Und auf dem Weg von der Herberge in dieses Township machten wir halt an einem Friedhof, der direkt neben der Hauptstraße lag. Um ihn zu besichtigen, und weil der Fahrer uns einiges erklären wollte. Vor diesem Friedhof saß übrigens die Herero-Frau, deren Portrait ich hier jahrelang im Blog hatte, das habe ich am Eingang des Friedhofs auf dem Weg vom Auto zu den Gräbern gemacht.

Ich würde diesen Friedhof beim besten Willen nicht mehr finden, zumal das inzwischen 7 Jahre her ist, die Orientierung dort schwer fällt, weil alles gleich aussieht, ich da ja noch nie war, und mich außerdem mit dem Fahrer unterhalten habe, statt auf den Weg zu achten. Ich führe aber auf Reisen stets einen GPS-Empfänger mit Tracker mit mir, damit ich auch Jahre später noch genau weiß, wann ich wo war und wo ich welches Foto gemacht habe.

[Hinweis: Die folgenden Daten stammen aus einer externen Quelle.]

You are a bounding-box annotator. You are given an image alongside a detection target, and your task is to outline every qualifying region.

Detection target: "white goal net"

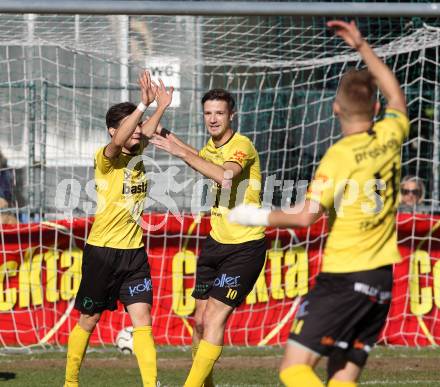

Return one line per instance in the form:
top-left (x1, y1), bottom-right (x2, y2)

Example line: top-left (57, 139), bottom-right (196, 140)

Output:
top-left (0, 14), bottom-right (440, 348)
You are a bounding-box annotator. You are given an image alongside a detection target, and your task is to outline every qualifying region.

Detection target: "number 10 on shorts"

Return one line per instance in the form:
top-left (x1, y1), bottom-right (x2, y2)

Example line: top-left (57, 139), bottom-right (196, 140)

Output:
top-left (226, 288), bottom-right (237, 300)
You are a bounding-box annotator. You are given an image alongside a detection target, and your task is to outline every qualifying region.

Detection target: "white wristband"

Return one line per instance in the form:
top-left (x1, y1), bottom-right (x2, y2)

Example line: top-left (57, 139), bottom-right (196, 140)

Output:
top-left (136, 102), bottom-right (147, 113)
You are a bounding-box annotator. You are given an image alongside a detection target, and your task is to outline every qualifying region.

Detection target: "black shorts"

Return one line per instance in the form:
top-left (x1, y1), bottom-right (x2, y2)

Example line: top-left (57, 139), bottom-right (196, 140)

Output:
top-left (289, 266), bottom-right (393, 367)
top-left (75, 244), bottom-right (153, 315)
top-left (192, 236), bottom-right (267, 307)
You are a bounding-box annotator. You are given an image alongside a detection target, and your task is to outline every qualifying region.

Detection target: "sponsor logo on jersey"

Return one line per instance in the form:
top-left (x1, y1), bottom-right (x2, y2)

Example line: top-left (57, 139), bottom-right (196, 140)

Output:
top-left (232, 150), bottom-right (247, 163)
top-left (122, 181), bottom-right (148, 195)
top-left (354, 138), bottom-right (400, 164)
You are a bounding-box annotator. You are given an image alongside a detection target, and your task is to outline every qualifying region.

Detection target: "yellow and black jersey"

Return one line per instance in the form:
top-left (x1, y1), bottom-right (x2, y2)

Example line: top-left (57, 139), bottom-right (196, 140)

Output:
top-left (199, 133), bottom-right (265, 244)
top-left (87, 147), bottom-right (147, 249)
top-left (307, 109), bottom-right (409, 273)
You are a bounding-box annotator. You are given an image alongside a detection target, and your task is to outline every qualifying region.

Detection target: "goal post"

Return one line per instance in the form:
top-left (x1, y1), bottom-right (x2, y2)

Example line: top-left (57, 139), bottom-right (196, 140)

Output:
top-left (0, 7), bottom-right (440, 348)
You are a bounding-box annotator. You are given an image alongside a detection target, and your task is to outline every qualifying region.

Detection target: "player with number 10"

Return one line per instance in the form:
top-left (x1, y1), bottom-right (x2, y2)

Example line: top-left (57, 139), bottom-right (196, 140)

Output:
top-left (229, 21), bottom-right (409, 387)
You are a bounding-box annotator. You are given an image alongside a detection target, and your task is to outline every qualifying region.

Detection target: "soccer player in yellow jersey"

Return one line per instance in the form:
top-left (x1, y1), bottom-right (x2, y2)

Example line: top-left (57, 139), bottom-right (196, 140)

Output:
top-left (151, 89), bottom-right (266, 387)
top-left (65, 72), bottom-right (173, 387)
top-left (230, 21), bottom-right (409, 387)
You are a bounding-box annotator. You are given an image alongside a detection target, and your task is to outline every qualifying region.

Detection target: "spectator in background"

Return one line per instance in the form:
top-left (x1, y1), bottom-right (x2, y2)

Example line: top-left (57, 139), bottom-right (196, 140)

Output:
top-left (399, 175), bottom-right (425, 212)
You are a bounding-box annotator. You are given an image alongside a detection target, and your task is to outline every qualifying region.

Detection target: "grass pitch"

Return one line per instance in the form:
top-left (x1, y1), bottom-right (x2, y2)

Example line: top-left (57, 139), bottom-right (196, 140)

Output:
top-left (0, 347), bottom-right (440, 387)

Ich habe gerade mal nachgesehen, es war der „Old Cemetery”, und ich bitte den Leser, sich den in der Satellitenansicht auf GoogleMaps anzuschauen.

Der Fahrer nämlich hatte uns mit Absicht auf diesen Friedhof gebracht. Er sagte, dass es ein Friedhof nur für Schwarze und nur von Schwarzen betrieben sei, eben „ihr” Friedhof, und er uns den Unterschied zu den Friedhöfen der Weißen zeigen wollte.

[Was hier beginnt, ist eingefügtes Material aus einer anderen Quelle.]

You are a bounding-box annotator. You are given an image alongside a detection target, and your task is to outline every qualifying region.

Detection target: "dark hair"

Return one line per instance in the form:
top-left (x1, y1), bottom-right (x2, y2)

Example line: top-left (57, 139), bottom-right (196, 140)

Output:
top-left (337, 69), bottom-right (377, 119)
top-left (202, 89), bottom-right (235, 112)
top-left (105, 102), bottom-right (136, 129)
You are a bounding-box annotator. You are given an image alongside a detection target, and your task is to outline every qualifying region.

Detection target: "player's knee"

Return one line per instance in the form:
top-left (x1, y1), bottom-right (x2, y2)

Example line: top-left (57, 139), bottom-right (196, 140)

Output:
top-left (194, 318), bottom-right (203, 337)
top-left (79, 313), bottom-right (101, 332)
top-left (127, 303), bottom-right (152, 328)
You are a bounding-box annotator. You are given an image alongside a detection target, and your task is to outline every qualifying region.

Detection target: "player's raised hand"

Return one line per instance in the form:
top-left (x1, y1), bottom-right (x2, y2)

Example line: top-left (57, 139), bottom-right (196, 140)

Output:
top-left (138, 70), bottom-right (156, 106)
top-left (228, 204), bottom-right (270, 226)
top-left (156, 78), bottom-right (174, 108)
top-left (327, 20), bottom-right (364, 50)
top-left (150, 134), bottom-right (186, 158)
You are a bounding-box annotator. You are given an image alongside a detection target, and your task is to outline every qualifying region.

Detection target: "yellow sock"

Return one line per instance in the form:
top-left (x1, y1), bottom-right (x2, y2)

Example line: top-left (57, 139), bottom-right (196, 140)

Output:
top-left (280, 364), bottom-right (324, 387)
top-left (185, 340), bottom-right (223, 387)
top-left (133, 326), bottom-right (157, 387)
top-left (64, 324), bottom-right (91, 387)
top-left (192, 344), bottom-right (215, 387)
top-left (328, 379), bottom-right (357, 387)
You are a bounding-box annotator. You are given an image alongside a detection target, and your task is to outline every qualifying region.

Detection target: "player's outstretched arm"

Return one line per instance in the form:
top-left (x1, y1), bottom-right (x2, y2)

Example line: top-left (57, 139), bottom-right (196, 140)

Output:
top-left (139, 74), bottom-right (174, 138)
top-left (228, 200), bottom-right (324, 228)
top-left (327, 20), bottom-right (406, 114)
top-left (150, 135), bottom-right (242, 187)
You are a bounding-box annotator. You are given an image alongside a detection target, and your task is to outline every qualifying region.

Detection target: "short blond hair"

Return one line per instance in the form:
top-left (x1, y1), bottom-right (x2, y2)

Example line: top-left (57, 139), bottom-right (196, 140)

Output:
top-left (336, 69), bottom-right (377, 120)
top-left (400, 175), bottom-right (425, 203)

Wir standen da etwas irritiert herum, denn auf dem Friedhof gab es nichts zu sehen. Ich treibe mich gelegentlich auf Reisen auch mal auf Friedhöfen herum, weil es in manchen Ländern überaus interessante und imposante Grabsteine gibt, manchmal aber auch das Morbide des Verfalls seine Bildwirkung hat.

Nur da: Da gab es nichts. Im Prinzip eine Sandwüste, etwas Geröll, einige wenige Bäume, die auch eher zufällig herumstanden, so ein paar leichte Andeutungen von Wegen und Einteilungen in rechteckige Bereiche, aber so in direkter Sichtweite, wenn ich mich jetzt recht erinnere, nur ein Grabstein und ein vergammeltes Holzkreuz. Sonst nichts. Einfach nur so eine unebene Sand- und Schotterebene. Keine Grabsteine, keine Blumen, einfach nichts. Als wäre da seit 500 Jahren niemand mehr begraben worden.

Doch, doch, meinte der, der sei noch in Betrieb und Gebrauch, hier würden ständig neue Tote begraben.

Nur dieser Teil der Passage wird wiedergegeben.